KnigaRead.com/

Олег Измеров - Дети Империи

На нашем сайте KnigaRead.com Вы можете абсолютно бесплатно читать книгу онлайн Олег Измеров, "Дети Империи" бесплатно, без регистрации.
Перейти на страницу:

— Ну как?

— Да… слов нет. Только раньше вроде везде на картинках другая статуя была. Или я что-то путаю?

— Нет, насколько помню, в сорок первом, после майской встречи, Сталин внес изменения в проект. На основании того, что самый главный памятник Ленину в Москве — это Мавзолей.

"После майской встречи… Дипломатия? Хотел продемонстрировать фюреру акт деидеологизации… или вообще отказа от экспансии мировой революции? А может, просто потому, что потенциальная война имела бы не классовый, а межнациональный характер, и для нее нужен был другой символ Победы?"

Статуя новым светилом сияла на вечернем небе в лучах заходящего солнца, которое уже оставило в тени площадь, стилобат и нижние ярусы Дворца, но все еще освещало воспарившую на самолетной высоте вершину. Хрустальный небесный фон за статуей наискось перечеркивал розоватый инверсионный след реактивного лайнера. Виктор жутко пожалел, что не захватил в то утро с собой старого пленочного фотоаппарата; какую потрясающую картину он мог бы сейчас запечатлеть! Несмотря на вечерний час, народ непрерывно подымался по гранитным ступеням к необъятной колоннаде, образующей подножие здания, и спускался от нее; Виктор подумал, что здесь, видимо, постоянно проводятся экскурсии или другие мероприятия.

— Не так давно здесь обсуждали предложение, чтобы антенны для телетрансляции поставить. Но решили, что они будут портить вид, и разместили только антенны телефонной связи, их спрятали, так, что не видно. А для телевидения ставят новую телебашню. Там будет очень оригинальная конструкция, как у гибкой антенны для армейских раций, что в нашей стране в тридцатые годы изобрели. Будет тонкая, как иголка, и никаких растяжек, словно как парить в воздухе станет.

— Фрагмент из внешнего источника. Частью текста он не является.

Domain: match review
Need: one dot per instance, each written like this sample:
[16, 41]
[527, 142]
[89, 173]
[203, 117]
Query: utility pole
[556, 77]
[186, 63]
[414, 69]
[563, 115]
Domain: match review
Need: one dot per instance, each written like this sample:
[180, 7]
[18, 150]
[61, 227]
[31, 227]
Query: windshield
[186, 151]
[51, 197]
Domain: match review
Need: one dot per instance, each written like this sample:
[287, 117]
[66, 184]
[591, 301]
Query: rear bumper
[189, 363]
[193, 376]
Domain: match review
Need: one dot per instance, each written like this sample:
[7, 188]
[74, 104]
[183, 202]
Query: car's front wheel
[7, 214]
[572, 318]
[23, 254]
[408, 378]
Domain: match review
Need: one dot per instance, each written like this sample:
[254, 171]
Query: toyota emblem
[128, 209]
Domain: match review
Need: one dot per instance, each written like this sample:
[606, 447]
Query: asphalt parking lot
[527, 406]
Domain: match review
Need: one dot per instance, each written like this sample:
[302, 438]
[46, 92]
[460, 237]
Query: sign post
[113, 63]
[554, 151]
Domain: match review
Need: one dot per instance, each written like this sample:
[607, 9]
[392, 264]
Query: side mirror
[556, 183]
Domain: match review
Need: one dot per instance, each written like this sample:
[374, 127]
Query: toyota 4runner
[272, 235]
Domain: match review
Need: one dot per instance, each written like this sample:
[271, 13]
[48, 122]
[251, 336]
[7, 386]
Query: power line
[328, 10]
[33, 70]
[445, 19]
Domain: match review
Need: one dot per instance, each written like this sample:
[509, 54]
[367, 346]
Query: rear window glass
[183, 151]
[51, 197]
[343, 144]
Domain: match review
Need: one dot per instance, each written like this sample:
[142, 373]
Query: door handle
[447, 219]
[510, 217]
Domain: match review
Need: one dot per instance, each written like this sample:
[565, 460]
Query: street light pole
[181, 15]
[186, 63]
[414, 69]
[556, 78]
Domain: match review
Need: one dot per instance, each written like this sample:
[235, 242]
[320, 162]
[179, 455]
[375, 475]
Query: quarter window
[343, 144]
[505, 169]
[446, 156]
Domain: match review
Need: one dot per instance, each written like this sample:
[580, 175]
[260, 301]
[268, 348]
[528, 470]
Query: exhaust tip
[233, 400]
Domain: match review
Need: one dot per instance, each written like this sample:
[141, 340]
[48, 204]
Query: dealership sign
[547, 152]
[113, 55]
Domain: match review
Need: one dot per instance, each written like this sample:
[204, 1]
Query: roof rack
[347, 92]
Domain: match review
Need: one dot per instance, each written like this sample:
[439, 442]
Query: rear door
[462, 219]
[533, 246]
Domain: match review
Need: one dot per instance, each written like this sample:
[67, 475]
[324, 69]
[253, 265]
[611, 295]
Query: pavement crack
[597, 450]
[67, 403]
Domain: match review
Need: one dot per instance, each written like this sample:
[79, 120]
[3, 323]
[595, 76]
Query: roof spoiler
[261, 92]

Чудо техники.

Они поднялись вслед за народом по лестнице к подножию гиганта; Виктор огляделся вокруг в поисках Мавзолея Сталина, полагая, что это должно быть даже если и не слишком большое, но, по меньшей мере, приметное сооружение.

— Геннадий Николаевич, а вот вы говорили, тут где-то еще рядом и Мавзолей Сталина должен стоять. Его отсюда не видно?

— Так ведь мы уже рядом с Мавзолеем. Но его, конечно, не видно. Потому что он под Дворцом Советов.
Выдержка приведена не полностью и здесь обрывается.